The most popular of them are listed below:
- Single branch (trunk based) - Straightforward approach; Well suited for continuous delivery; Merge conflicts are usually straightforward and easy to address.
- Branch by customer/organization. A customized release created for a customer or organization. Standard features are developed on the mainline branch, while customer-specific features are maintained on their branches. - Short term solution to delight a customer - Supports customer-specific functionality that is more complex than what can be implemented via configuration data; You need a tenancy strategy that ensures privacy for each customer; Potential to create a significant maintenance burden over time as the number of supported customer versions grows; Defects need to be analyzed to determine if they pertain to standard functionality or customer-specific functionality; Strategy needed to promote customer-specific features to become “standard product” features on the mainline branch.
- Branch by developer/workspace. Developers have their own private branches to work on - A promotion strategy, where you update ancestor/parent code versions, is required; A rebasing strategy, how you update descendent/child code versions, is required; Often used in combination with other branching strategies; Enables experimentation by developers; Enables review of changes in staging areas before they are promoted to the trunk.
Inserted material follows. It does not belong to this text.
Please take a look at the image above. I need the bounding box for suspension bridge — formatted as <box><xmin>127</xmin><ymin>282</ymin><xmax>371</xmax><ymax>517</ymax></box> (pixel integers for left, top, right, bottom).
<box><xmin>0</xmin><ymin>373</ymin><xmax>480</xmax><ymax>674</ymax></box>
- Branch by module/component. A branch is created for a specific module (or cohesive functionality such as a component, subsystem, library, or service) of the larger solution. Effectively a single branch strategy for a module - Enables parallel, component-based development teams; Requires a clean architecture; Requires system integration testing (SIT) across the modules to ensure the overall solution works together.
- Branch by phase/quality gate. A branch is created for a specific project phase or approval stage. Sometimes called a "waterfall branching model" - Enables the team to continue working on new code while they wait for the previous version to be reviewed and approved; Any changes required by the review will need to be implemented in the reviewed version of the code, reviewed again, and when accepted rebased up into the mainline branch; May be required under strict interpretations of regulatory compliance.
- Branch by purpose. You only create a new branch when it is absolutely necessary – you must start work on a new version but still need to maintain the current version - Supports baselining of previous versions/releases if required; Works well when you have a single release of a solution that you wish to maintain, but still may need to temporarily branch for defect fixes or to temporarily support parallel development; All development can occur via a single branch strategy when previous releases are not maintained.
- Branch by task/story. A branch is created to work on a piece of functionality, perhaps described as a user story or usage scenario - Enables feature-based development teams; Code needs to be merged back into the mainline branch; Opportunity for significant collisions when features developed in parallel cause changes to the same code files.
- Branch by version/release. A new branch is created for a release of a solution while maintenance of previous versions still occurs. Version/release branches are often created at the start of the Transition phase (if you still have one) so that developers can begin working on the next/upcoming release - Enables you to maintain multiple versions of your solution in production; Requires serial changes to code, with sequential check ins/outs; Adds overhead to maintenance of released versions due to need to make changes in the version branch and then promote to the trunk and any appropriate version/release branches.